What Exactly is Microsoft Synapse?
The other day an exalted customer shared that they’ve acquired Synapse and now they’re ready for implementing semantic models with Power BI. The client wasn’t sure how to give business users access to Synapse so cool self-service BI can finally start. In the process of the conversation, it became clear that they opened Synapse Studio and were left with the impression that Synapse has semantic modeling features. This is what happens when Marketing gets involved and people get confused about what a tool actually does. Let’s attempt to clear this confusion.
What’s Synapse?
Think of Synapse (aka Azure Synapse Analytics) as a umbrella name that spans multiple unrelated (or rather loosely) related services that are sold separately but are bundled together to fulfill a vision of a “unified analytical platform”. This vision is further emphasized by Synapse Studio – an online tool to work with and monitor the Synapse services.
Let’s explain each service in the order it’s listed in the Azure pricing calculator. Again, each service has its own pricing model, and I don’t think that bundling them together gives you any price break.
- Data Integration – This is Azure Data Factory, which is typically acquired and installed as a standalone service. Why would you want to create ADF pipelines inside Synapse Studio instead of ADF Studio is beyond me. Another caveat to watch for regarding data integration is that Microsoft seemingly emphasizes the role of ADF data flows (at least there is a separate “Data flows” section in Synapse Studio) despite that the ELT pattern is a best practice to load data into the SQL dedicated pool.
- Data Warehousing – Synapse comes with a preconfigured “serverless” pool that can be used to virtualize data stored in Azure Data Lake. This is a very useful service that allows you to query data in ADLS files using T-SQL. Check this case study to learn how Prologika used this feature in a real-life project. This tab also provides pricing for a dedicated SQL pool but since there is a separate tab for it, I’ll cover it further down.
- Big Data Analytics – You can optionally provision an Azure Spark pool to process data or apply ML at scale using the Microsoft implementation of Apache Spark.
- Log and Telemetry Analysis – A recently introduced type of pool for analyzing large volumes of data streaming (i.e. log and telemetry data) from applications, websites, or IoT devices using Kusto Query Language (KDL).

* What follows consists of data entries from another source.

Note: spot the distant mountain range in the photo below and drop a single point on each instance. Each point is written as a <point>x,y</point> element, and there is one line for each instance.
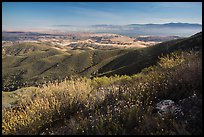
<point>167,29</point>
<point>179,29</point>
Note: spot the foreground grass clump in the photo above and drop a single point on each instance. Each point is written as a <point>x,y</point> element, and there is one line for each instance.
<point>114,105</point>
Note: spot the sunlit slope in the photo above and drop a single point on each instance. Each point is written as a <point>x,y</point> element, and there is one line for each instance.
<point>24,63</point>
<point>135,60</point>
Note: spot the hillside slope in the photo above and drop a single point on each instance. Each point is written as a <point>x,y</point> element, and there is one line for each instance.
<point>29,64</point>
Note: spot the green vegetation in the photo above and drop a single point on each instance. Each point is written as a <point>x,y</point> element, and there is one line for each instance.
<point>32,64</point>
<point>113,105</point>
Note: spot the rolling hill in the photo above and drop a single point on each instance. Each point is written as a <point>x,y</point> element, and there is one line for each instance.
<point>29,64</point>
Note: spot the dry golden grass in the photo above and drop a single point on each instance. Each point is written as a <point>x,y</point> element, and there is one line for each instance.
<point>114,105</point>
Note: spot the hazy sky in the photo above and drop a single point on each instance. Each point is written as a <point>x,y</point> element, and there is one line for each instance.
<point>21,15</point>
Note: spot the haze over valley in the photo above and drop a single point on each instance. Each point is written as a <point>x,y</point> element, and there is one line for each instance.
<point>102,68</point>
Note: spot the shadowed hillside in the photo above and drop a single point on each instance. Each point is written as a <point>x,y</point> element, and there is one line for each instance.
<point>29,64</point>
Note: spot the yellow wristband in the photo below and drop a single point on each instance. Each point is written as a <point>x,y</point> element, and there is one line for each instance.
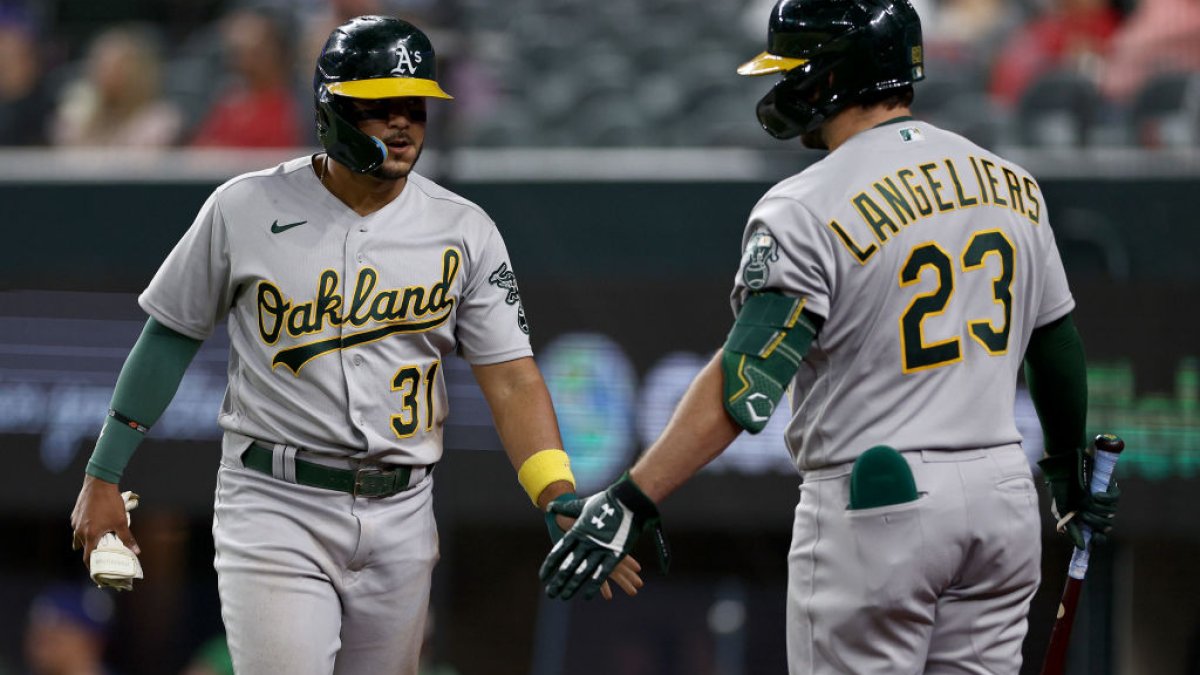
<point>543,469</point>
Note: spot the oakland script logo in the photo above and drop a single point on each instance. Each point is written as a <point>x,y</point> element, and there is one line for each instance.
<point>393,311</point>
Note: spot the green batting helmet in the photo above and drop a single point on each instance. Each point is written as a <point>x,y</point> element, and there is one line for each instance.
<point>832,53</point>
<point>369,58</point>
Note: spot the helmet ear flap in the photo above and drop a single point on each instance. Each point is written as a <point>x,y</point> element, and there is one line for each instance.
<point>343,141</point>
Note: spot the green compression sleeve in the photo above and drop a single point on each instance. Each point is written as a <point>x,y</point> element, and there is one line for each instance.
<point>147,384</point>
<point>1056,372</point>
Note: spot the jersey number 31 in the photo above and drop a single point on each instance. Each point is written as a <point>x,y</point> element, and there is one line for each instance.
<point>919,354</point>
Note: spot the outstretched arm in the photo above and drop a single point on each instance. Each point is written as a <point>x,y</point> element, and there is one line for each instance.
<point>699,432</point>
<point>525,419</point>
<point>1056,372</point>
<point>144,388</point>
<point>739,388</point>
<point>523,416</point>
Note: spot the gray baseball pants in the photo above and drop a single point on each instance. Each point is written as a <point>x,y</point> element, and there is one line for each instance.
<point>316,581</point>
<point>939,585</point>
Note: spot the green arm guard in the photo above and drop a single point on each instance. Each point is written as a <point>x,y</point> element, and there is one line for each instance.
<point>762,353</point>
<point>147,384</point>
<point>1056,372</point>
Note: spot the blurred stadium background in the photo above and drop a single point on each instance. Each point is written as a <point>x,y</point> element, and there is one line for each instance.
<point>619,155</point>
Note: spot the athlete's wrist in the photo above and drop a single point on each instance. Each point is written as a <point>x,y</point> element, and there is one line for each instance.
<point>541,471</point>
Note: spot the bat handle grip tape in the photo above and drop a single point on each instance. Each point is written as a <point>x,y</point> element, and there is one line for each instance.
<point>1102,476</point>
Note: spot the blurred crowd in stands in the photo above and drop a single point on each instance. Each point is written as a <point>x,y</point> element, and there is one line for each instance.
<point>237,73</point>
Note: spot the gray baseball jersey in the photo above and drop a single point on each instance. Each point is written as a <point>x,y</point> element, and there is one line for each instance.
<point>339,322</point>
<point>931,261</point>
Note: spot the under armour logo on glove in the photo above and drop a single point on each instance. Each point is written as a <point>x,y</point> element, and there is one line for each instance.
<point>607,526</point>
<point>598,520</point>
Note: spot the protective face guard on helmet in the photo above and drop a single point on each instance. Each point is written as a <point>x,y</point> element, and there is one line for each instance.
<point>784,113</point>
<point>369,58</point>
<point>832,53</point>
<point>342,139</point>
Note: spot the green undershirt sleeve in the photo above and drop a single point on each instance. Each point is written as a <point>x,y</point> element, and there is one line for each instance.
<point>147,384</point>
<point>1056,374</point>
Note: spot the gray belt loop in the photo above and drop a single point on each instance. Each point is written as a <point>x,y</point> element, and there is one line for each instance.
<point>283,463</point>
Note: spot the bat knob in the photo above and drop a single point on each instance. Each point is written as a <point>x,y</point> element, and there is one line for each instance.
<point>1109,443</point>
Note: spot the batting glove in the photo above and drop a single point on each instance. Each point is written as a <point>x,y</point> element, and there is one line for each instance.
<point>1068,476</point>
<point>606,527</point>
<point>112,563</point>
<point>557,532</point>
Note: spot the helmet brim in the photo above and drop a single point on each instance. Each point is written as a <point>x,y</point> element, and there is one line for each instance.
<point>388,88</point>
<point>768,63</point>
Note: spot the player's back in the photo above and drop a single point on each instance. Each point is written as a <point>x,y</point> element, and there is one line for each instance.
<point>933,261</point>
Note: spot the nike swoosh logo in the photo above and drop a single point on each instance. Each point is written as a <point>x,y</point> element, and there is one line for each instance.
<point>277,228</point>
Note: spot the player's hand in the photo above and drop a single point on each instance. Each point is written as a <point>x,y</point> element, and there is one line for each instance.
<point>1068,475</point>
<point>627,574</point>
<point>607,526</point>
<point>99,509</point>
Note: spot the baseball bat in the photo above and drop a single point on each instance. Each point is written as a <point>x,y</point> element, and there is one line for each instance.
<point>1108,449</point>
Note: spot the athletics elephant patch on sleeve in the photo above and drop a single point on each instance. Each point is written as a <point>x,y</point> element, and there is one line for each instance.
<point>503,278</point>
<point>761,251</point>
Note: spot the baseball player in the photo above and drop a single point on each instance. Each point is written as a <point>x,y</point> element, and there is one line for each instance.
<point>346,279</point>
<point>895,286</point>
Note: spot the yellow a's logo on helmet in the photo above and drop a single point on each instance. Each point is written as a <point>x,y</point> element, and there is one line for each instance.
<point>406,61</point>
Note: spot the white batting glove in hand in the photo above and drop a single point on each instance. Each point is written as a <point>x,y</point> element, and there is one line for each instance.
<point>112,563</point>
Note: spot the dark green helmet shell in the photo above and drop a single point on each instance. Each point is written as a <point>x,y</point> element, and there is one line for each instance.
<point>833,53</point>
<point>369,58</point>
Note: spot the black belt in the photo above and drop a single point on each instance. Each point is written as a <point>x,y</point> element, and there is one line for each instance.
<point>360,483</point>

- Dedicated SQL Pool – This is your SQL Server (or rather Azure SQL Database) on steroids for storing and querying massive data volumes that was previously known as Azure SQL DW. While you gain scalability, you lose various T-SQL features so don’t think that you can seamlessly migrate your on-prem SQL databases to Synapse. Also, for now, a dedicated pool is limited only to a single database.
- Azure Synapse Link – Another recently introduced service to automatically synchronize data from Azure Cosmos DB and SQL Server 2022 (without using change data capture).
What Synapse is not?
- Synapse is not a semantic modeling tool. Although you’ll see a Power BI section in the Develop tab of Synapse Studio, modeling is still done with Power BI Desktop (or other professional tools) and published to Power BI. As with ADF, why would a developer want to register your Power BI artifacts in Synapse Studio is another thing that escapes me.
- Synapse is not a data integration tool, master data management tool, or data cataloging tool.
- Synapse shouldn’t be your default option for data warehousing in the cloud. In my experience, Synapse would be an overkill for data processing needs of most companies because there are more cost-effective options for SQL Server in the cloud with less data.